Question

In figure, PQ is tangent to the circle at A, DB is a diameter. \[\angle ADB = {30^ \circ }\] and \[\angle CBD = {60^ \circ }\]. Calculate
(i) \[\angle QAB\]
(ii) \[\angle PAD\]
(iii) \[\angle CDB\]

Answer 1

Hint: Here we calculate the remaining angles in the two triangles using the property of sum of angles in a triangle. We join the radius to the points A and C which will form two isosceles triangles. Given an angle opposite to equal sides we find the other angle which is opposite to the equal side.
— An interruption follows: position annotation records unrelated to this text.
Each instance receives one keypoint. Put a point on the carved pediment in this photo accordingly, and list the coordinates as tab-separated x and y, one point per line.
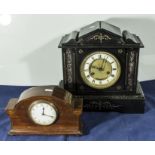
101	34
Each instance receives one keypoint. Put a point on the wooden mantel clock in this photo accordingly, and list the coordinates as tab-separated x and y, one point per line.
45	111
100	64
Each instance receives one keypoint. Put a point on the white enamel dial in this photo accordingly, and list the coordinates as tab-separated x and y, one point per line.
43	112
100	70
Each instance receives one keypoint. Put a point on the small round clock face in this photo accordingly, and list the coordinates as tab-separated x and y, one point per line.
100	70
43	112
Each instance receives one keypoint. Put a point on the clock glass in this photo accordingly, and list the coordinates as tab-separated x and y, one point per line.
43	112
100	70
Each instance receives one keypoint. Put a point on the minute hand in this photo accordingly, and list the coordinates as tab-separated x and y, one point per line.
104	64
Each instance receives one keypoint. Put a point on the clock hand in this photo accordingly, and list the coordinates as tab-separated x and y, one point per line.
43	111
103	67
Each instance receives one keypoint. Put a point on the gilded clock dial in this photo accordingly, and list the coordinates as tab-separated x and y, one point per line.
43	113
100	70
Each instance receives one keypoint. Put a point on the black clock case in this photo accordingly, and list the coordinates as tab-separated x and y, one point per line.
126	94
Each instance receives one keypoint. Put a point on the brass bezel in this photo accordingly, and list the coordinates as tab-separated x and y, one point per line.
43	101
100	86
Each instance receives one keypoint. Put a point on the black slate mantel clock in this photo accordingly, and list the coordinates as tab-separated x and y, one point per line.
100	63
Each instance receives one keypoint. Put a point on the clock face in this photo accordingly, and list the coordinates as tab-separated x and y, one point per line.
100	70
43	112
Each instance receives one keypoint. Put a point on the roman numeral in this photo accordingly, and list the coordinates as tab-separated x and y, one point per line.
88	76
93	81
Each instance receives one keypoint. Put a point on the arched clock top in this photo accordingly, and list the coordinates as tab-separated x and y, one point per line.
100	34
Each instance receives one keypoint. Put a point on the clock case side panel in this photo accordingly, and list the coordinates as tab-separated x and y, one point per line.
132	69
69	69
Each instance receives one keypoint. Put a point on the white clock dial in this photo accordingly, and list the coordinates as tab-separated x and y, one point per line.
43	112
100	70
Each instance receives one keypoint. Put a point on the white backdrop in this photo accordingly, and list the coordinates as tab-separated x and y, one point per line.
29	53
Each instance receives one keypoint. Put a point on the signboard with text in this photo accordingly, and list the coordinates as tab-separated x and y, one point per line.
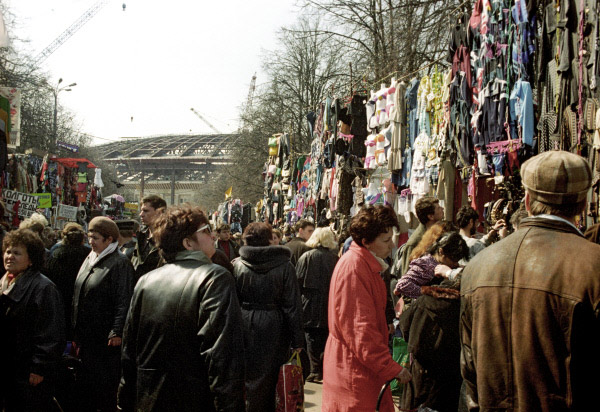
67	212
27	202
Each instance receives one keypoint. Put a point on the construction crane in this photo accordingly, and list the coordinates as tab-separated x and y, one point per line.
71	30
206	121
248	105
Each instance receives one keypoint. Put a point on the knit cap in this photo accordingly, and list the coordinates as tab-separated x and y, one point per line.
557	177
105	227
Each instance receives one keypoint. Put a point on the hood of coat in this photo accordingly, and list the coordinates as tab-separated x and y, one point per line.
262	259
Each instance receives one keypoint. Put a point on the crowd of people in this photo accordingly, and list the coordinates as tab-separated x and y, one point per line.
177	315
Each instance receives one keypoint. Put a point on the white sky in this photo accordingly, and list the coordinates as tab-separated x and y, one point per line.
155	60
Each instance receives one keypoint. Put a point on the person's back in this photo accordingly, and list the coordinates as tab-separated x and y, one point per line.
170	341
183	344
530	325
Use the property that radius makes the right angle at the point where tangent meets the radius on the circle to find the required angle.
* In a triangle, the sum of three angles is equal to \[{180^ \circ }\].
* An isosceles triangle has two sides equal to each other and the angles opposite to equal sides are also equal.
* Radius of the circle is perpendicular to the tangent at the point of contact.

Complete step-by-step solution:
We are given PQ is tangent to the circle at A.
We join the radius of the circle from center O to point A and to point C separately.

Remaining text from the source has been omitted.